You can call exporter.clear() to reset the captured spans in a test.

import logfire
from logfire.testing import CaptureLogfire


def test_reset_exported_spans(capfire: CaptureLogfire) -> None:
    exporter = capfire.exporter

    assert len(exporter.exported_spans) == 0

    logfire.info('First log!')
    assert len(exporter.exported_spans) == 1
    assert exporter.exported_spans[0].name == 'First log!'

    logfire.info('Second log!')
    assert len(exporter.exported_spans) == 2
    assert exporter.exported_spans[1].name == 'Second log!'

    exporter.clear()
    assert len(exporter.exported_spans) == 0

    logfire.info('Third log!')
    assert len(exporter.exported_spans) == 1
    assert exporter.exported_spans[0].name == 'Third log!'

metrics_reader

This is an instance of InMemoryMetricReader which reads metrics into memory.

import json
from typing import cast

from opentelemetry.sdk.metrics.export import MetricsData

from logfire.testing import CaptureLogfire


def test_system_metrics_collection(capfire: CaptureLogfire) -> None:
    exported_metrics = json.loads(cast(MetricsData, capfire.metrics_reader.get_metrics_data()).to_json())  # type: ignore

    metrics_collected = {
        metric['name']
        for resource_metric in exported_metrics['resource_metrics']
        for scope_metric in resource_metric['scope_metrics']
        for metric in scope_metric['metrics']
    }

    # collected metrics vary by platform, etc.
    # assert that we at least collected _some_ of the metrics we expect
    assert metrics_collected.issuperset(
        {
            'system.swap.usage',
            'system.disk.operations',
            'system.memory.usage',
            'system.cpu.utilization',
        }
    ), metrics_collected

Let's walk through the utilities we used.

IncrementalIdGenerator

One of the most complicated things about comparing log output to expected results are sources of non-determinism. For OpenTelemetry spans the two biggest ones are the span & trace IDs and timestamps.

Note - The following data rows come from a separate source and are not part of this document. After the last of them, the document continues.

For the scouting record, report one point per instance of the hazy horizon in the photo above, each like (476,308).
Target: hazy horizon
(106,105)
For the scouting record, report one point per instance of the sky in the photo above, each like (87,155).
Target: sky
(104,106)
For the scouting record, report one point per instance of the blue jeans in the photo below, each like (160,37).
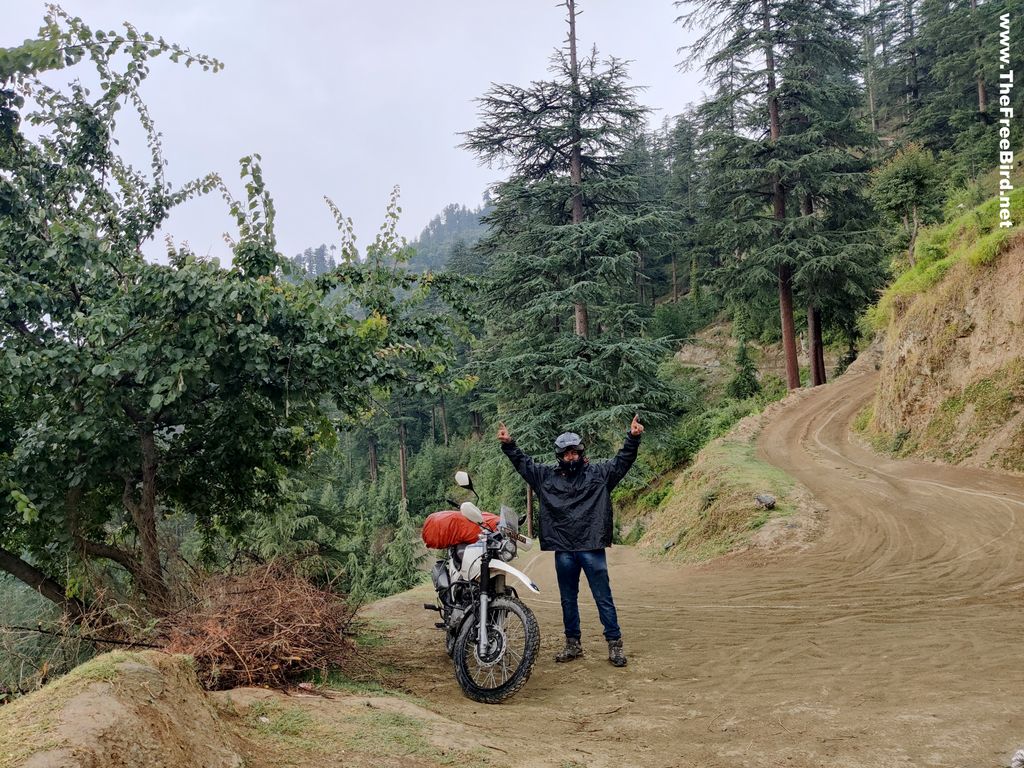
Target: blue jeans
(595,565)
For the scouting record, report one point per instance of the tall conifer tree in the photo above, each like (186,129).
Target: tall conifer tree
(564,346)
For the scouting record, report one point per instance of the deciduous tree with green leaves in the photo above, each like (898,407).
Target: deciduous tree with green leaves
(137,390)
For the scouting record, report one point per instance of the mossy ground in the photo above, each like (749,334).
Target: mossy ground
(29,725)
(712,509)
(294,735)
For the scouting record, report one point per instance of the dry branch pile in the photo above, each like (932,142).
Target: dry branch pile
(264,627)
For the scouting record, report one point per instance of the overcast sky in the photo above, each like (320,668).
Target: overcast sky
(349,98)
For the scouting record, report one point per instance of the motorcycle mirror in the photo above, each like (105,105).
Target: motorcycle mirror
(471,512)
(463,479)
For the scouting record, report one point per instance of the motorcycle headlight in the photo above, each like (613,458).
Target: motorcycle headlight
(507,552)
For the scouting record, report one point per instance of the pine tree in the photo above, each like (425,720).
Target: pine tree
(743,384)
(564,346)
(790,157)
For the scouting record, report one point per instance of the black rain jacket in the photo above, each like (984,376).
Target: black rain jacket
(576,512)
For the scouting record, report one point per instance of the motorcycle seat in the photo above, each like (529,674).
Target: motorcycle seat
(457,552)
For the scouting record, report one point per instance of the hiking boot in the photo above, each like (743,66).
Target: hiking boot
(572,649)
(615,655)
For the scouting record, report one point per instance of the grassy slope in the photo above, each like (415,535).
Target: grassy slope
(956,261)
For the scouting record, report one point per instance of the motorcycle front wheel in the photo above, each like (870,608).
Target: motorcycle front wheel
(513,640)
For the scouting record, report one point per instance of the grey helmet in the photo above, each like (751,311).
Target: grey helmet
(567,440)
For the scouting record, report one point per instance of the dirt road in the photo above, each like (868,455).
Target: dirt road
(895,639)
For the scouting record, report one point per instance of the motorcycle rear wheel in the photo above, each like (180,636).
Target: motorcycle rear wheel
(514,639)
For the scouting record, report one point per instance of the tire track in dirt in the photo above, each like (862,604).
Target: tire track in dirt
(896,638)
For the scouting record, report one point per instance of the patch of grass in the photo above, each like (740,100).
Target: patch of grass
(390,734)
(1012,455)
(270,719)
(29,724)
(373,633)
(712,510)
(972,236)
(655,497)
(864,417)
(636,532)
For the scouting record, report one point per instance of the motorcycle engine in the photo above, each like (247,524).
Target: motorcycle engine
(507,552)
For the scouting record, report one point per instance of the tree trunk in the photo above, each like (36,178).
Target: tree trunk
(982,98)
(819,347)
(778,205)
(444,421)
(869,68)
(788,327)
(401,456)
(529,511)
(37,580)
(675,280)
(911,227)
(913,89)
(143,514)
(576,165)
(816,346)
(372,452)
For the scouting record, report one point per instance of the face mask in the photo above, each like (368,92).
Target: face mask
(570,468)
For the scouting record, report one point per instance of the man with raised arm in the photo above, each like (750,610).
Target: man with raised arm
(576,524)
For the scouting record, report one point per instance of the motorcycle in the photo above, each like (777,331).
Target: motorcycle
(492,636)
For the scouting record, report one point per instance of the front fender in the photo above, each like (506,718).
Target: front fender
(497,564)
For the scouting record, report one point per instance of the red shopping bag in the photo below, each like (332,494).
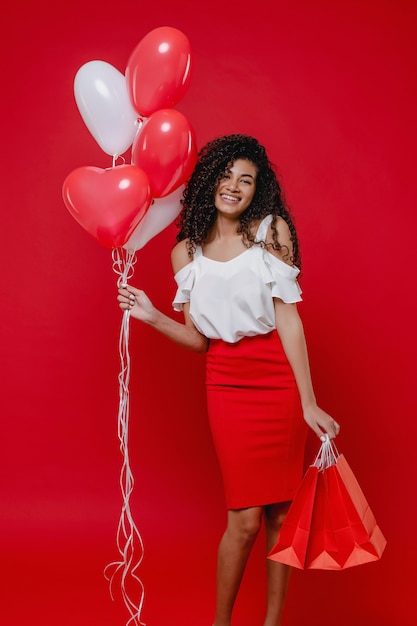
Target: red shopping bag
(343,531)
(368,540)
(291,547)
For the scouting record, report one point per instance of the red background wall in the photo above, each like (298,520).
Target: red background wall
(330,89)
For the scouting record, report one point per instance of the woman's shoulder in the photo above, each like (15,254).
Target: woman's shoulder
(284,240)
(179,256)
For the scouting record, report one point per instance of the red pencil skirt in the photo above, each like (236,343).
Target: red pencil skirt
(256,420)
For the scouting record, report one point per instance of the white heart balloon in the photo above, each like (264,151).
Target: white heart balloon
(161,213)
(103,101)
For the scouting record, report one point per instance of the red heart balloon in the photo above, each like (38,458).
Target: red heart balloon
(165,148)
(158,70)
(108,203)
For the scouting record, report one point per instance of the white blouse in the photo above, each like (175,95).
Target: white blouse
(233,299)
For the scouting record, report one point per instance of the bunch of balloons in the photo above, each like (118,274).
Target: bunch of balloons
(126,205)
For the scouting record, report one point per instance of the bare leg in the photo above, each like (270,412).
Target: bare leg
(242,529)
(277,573)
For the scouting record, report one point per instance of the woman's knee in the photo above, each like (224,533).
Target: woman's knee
(245,523)
(275,514)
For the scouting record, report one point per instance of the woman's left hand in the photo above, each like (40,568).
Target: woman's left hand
(321,422)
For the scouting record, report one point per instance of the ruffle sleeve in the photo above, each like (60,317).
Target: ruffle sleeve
(184,278)
(281,278)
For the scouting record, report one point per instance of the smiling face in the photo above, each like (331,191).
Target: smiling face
(236,188)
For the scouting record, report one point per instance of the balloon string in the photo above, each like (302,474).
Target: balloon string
(128,539)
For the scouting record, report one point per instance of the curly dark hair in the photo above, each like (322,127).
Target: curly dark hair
(198,212)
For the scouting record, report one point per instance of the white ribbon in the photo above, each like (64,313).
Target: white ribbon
(128,538)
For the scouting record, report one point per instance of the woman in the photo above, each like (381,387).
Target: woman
(235,264)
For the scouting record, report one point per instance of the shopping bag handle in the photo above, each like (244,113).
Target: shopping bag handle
(327,455)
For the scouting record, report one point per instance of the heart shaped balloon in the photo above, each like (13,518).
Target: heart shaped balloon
(102,98)
(108,203)
(161,214)
(165,148)
(158,70)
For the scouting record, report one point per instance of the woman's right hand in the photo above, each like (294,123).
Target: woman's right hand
(137,302)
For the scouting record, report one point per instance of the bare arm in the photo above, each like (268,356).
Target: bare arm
(291,332)
(141,308)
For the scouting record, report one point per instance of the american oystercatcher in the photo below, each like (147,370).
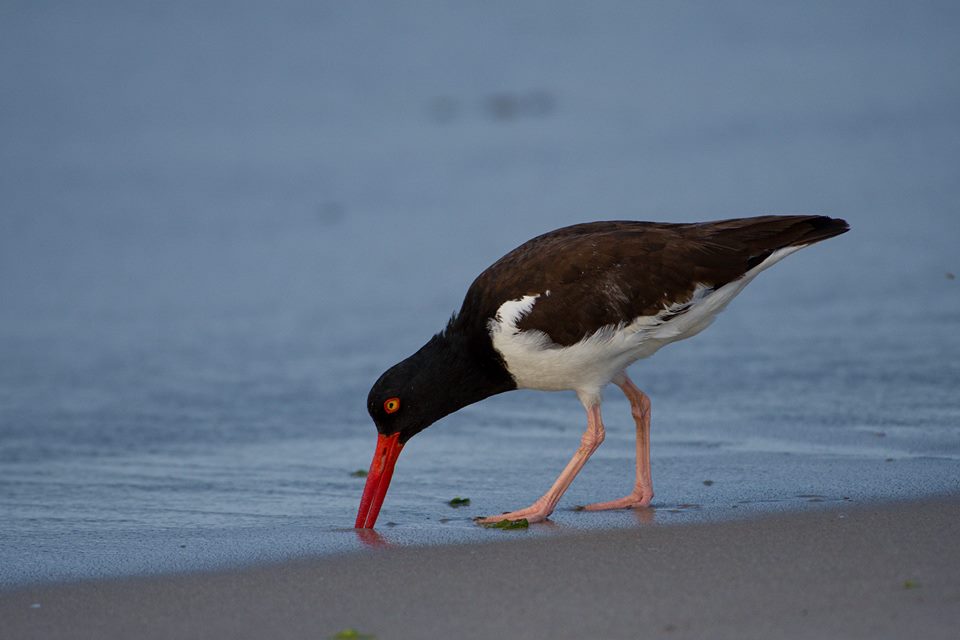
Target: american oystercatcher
(572,309)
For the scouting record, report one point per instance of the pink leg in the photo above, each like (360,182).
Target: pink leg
(642,492)
(545,505)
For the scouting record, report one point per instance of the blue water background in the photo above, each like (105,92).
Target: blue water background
(219,223)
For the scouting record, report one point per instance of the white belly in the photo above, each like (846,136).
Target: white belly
(536,362)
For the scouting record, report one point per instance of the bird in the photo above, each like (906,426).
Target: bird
(572,309)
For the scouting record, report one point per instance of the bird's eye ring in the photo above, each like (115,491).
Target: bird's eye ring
(392,405)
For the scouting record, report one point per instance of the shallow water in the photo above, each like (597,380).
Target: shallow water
(220,226)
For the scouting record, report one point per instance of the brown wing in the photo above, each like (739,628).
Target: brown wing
(606,273)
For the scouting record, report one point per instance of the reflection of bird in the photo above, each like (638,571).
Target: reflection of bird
(572,309)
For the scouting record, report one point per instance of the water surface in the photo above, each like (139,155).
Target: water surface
(219,225)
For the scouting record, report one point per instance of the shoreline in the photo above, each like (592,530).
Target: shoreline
(877,571)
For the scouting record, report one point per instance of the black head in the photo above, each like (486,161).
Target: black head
(440,378)
(446,374)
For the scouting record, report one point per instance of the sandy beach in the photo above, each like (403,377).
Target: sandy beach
(889,571)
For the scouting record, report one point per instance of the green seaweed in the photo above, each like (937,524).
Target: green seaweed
(522,523)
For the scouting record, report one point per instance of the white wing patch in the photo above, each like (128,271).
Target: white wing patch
(536,362)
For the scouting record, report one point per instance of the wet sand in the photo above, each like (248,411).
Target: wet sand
(887,571)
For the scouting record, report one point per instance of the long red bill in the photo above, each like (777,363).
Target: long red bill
(378,479)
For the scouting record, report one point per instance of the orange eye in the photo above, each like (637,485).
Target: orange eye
(392,405)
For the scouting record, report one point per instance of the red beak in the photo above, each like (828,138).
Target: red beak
(378,479)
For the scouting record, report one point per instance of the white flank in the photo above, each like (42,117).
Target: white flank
(536,362)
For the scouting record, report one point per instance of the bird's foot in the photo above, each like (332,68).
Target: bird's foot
(640,497)
(537,512)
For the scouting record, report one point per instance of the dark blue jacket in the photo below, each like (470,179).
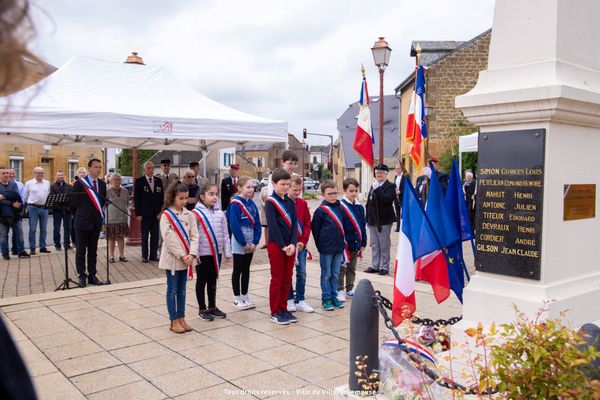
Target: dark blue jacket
(351,235)
(237,218)
(279,232)
(327,235)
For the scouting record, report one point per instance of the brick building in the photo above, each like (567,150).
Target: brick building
(452,69)
(25,157)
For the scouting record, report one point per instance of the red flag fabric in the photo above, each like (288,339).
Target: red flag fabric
(433,268)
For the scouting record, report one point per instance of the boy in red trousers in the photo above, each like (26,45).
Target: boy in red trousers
(282,224)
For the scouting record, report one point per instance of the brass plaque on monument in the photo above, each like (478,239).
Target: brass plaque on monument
(579,202)
(510,191)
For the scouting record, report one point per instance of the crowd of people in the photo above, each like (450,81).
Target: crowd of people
(189,226)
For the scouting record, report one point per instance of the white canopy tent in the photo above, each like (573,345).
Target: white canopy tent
(110,104)
(467,144)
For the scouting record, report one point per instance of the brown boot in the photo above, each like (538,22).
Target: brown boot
(176,327)
(185,325)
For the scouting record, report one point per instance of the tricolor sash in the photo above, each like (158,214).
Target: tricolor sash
(93,195)
(352,217)
(244,209)
(210,235)
(338,223)
(179,230)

The IncrementalIdGenerator generates sequentially increasing span and trace IDs so that test outputs are always the same.

TimeGenerator

This class generates nanosecond timestamps that increment by 1s every time a timestamp is generated.

logfire.configure

This is the same configuration function you'd use for production and where everything comes together.

Note that we specifically configure:

  • send_to_logfire=False because we don't want to hit the actual production service
  • id_generator=IncrementalIdGenerator() to make the span IDs deterministic
  • ns_timestamp_generator=TimeGenerator() to make the timestamps deterministic
  • processors=[SimpleSpanProcessor(exporter)] to use our TestExporter to capture spans. We use SimpleSpanProcessor to export spans with no delay.

inline_snapshot

This is a utility that makes it easy to write and update snapshots in your test files.

If you run pytest with the --inline-snapshot=fix flag, it will update the snapshots in your test files to match the current output of the test.

This is very useful for tests that are deterministic but have large outputs that are hard to write by hand.

pytest --inline-snapshot=fix

Snapshotting

Snapshotting is a powerful tool but it can be dangerous if you're not careful. It's easy to accidentally overwrite a snapshot with the wrong data and not notice until much later.

Always review the changes to your snapshots before committing them.